Du 5 au 16 novembre au TDV - Sarah Bernhardt, Festival d’Automne à Paris.
PESSOA Since I’ve been me par Robert Wilson.
Né d’une proposition du Théâtre de la Ville en association avec le Teatro della Pergola à Florence, le nouveau spectacle de Bob Wilson - PESSOA Since I’ve been me (Depuis que je suis moi), met en scène de fascinants jeux de miroirs suggérés par la diversité des écritures inventées par le poète, celles de ses fameux hétéronymes et de lui-même, tels Le Gardeur de troupeaux d’Alberto Caeiro, Ode maritime d’Alvaro de Campos, Odes de Ricardo Reis, Le Livre de l’Intranquillité de Bernardo Suarès et de Message, Cancioneiro de Pessoa en personne.
Diversité à laquelle fait écho la virtuosité des acteurs qui incarnent une rêverie chatoyante et loufoque, restituant la parole de l’auteur dans quatre langues.
« A défaut d’expliquer Pessoa, cet écrivain de la modernité, on essaye de le situer.
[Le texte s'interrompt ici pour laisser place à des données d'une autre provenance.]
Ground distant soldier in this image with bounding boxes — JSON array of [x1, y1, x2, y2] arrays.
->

Fils dévoyé du romantisme, il est issu des poètes allemands, anglais et français du début du XIXème siècle, passe par Baudelaire jusqu’au surréalisme. Il exalte le sentiment et l’imagination, mais en même temps, contre eux, il place l’intelligence et, contre l’intelligence, l’instinct. Le lecteur portugais est sensible à des harmoniques de cette poésie que le lecteur français ne perçoit pas…
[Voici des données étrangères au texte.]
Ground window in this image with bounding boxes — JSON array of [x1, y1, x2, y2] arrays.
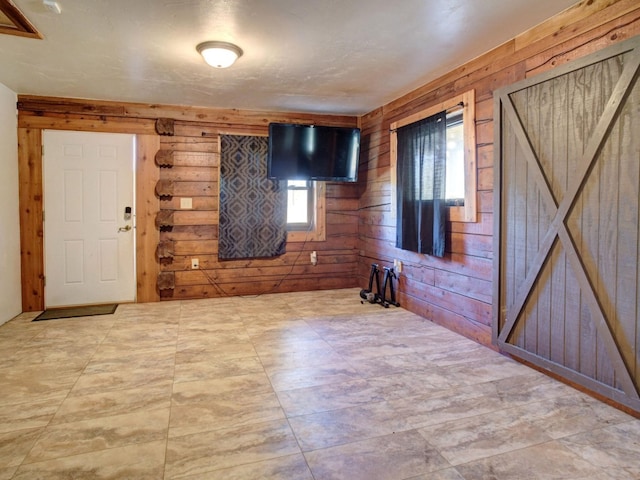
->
[[395, 110, 448, 256], [286, 180, 313, 230], [391, 89, 476, 223], [286, 181, 326, 242], [445, 109, 465, 205]]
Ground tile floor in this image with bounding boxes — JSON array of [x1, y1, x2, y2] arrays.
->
[[0, 288, 639, 479]]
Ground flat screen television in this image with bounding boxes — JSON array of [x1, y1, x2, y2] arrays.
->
[[267, 123, 360, 182]]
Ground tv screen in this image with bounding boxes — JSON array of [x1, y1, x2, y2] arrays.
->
[[267, 123, 360, 182]]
L’intellectualité revient à la conscience critique et à l’esthétique du « soupçon » : Poe, Mallarmé, Huysmans, Valéry, Pirandello, Pound, Proust, Svevo, Eliot, Borges, Blanchot. La révolte prométhéenne des poètes « voleurs de feu », redonnant à l’homme des pouvoirs perdus, conduit à Hölderlin, Nietzsche, Rimbaud, Lautréamont, Whitman, Emerson, Rilke…Avec les plus proches, Kafka et Michaux : la description de la condition de l’homme doublement exilé : emprisonné et exilé.
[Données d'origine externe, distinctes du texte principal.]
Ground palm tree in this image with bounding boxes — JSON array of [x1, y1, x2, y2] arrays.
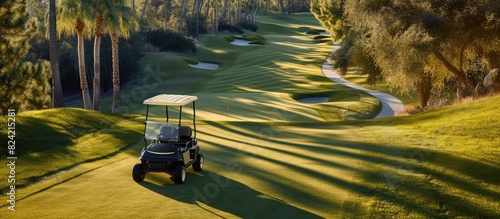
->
[[49, 0, 64, 107], [57, 0, 93, 110], [105, 1, 138, 114], [89, 0, 115, 110]]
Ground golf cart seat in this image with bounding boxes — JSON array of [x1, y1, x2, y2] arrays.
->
[[178, 126, 193, 150], [157, 124, 177, 142]]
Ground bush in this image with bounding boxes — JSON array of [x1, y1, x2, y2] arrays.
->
[[239, 21, 258, 32], [144, 29, 197, 54], [218, 22, 244, 34]]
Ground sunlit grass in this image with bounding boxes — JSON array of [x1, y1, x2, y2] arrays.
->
[[0, 108, 143, 190], [346, 95, 500, 218], [97, 10, 380, 122], [9, 96, 498, 218], [343, 69, 420, 106]]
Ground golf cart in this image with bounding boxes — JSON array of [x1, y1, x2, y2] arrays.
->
[[132, 94, 204, 184]]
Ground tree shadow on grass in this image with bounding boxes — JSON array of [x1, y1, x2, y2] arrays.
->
[[196, 122, 500, 217], [139, 171, 322, 218]]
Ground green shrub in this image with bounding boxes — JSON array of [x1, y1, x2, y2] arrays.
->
[[144, 29, 197, 54], [218, 22, 244, 34], [239, 21, 258, 32]]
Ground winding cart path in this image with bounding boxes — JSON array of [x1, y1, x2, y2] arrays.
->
[[321, 46, 406, 118]]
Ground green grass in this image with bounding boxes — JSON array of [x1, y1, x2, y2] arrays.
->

A travers ses hétéronymes, Pessoa… a sans cesse changé… Chrétien et païen, intellectuel et paysan, solitaire enfermé dans une tour d’ivoire et homme aux semelles de vent, il a voulu être tout cela à la fois, par la magie du langage poétique, voulant « s’envoler autre ». Mais il ne réussit jamais à coïncider avec lui-même ni à devenir vraiment un autre. Il est « dans l’intervalle », et c’est dans cet intervalle que se construit son oeuvre, mais c’est aussi cette béance qui lui donne sa profondeur inquiétante : il est notre contemporain. » (Préface de Robert Bréchon, Cancioneiro, Oeuvres de Fernando Pessoa, publiées par Robert Bréchon et Eduardo Prado Coelho, Christian Bourgois éditeur, 1988).
Et cet intervalle entre l’extérieur - la vie qui va autour de soi - et entre l’intérieur - la conscience -, est bien aussi cet espace privilégié de Bob Wilson - cette immense page blanche du mur du lointain qu’il anime d’élégantes figures esthétisantes inouïes - des poseurs et poseuses de film muet d’animation d’époque, des figurines stéréotypées de band dessinée, caricaturales, et en même temps, éloquentes.
Pour décor sur le lointain, l’image d’un vaste océan où se distinguent petit voilier et énorme paquebot, un rappel du voyage d’enfance peut-être de Pessoa quand il quitte l’Afrique du Sud natale pour rejoindre son pays le Portugal. Des vagues de flux et de reflux, démultipliées, résonnent dans une puissance majestueuse. Au-dessus, sous une musique douce et lancinante qui accueille le spectateur, apparaît un immense stylo à encre rouge, tachant la toile de points rouges qui signifient les différents hétéronymes de Pessoa - des rappels de couchers de soleil de Monet.
Maria de Medeiros figure, entre autres, l’auteur à sa table de bistrot, observant et écrivant les heures qui passent et les rêves oniriques qui l’habitent. Moustache et chapeau noir, chemise blanche et habit noir, selon le Portugal de l’époque, l’actrice affiche un sourire et une attitude crispés de grotesque pantin mécanique sculpté.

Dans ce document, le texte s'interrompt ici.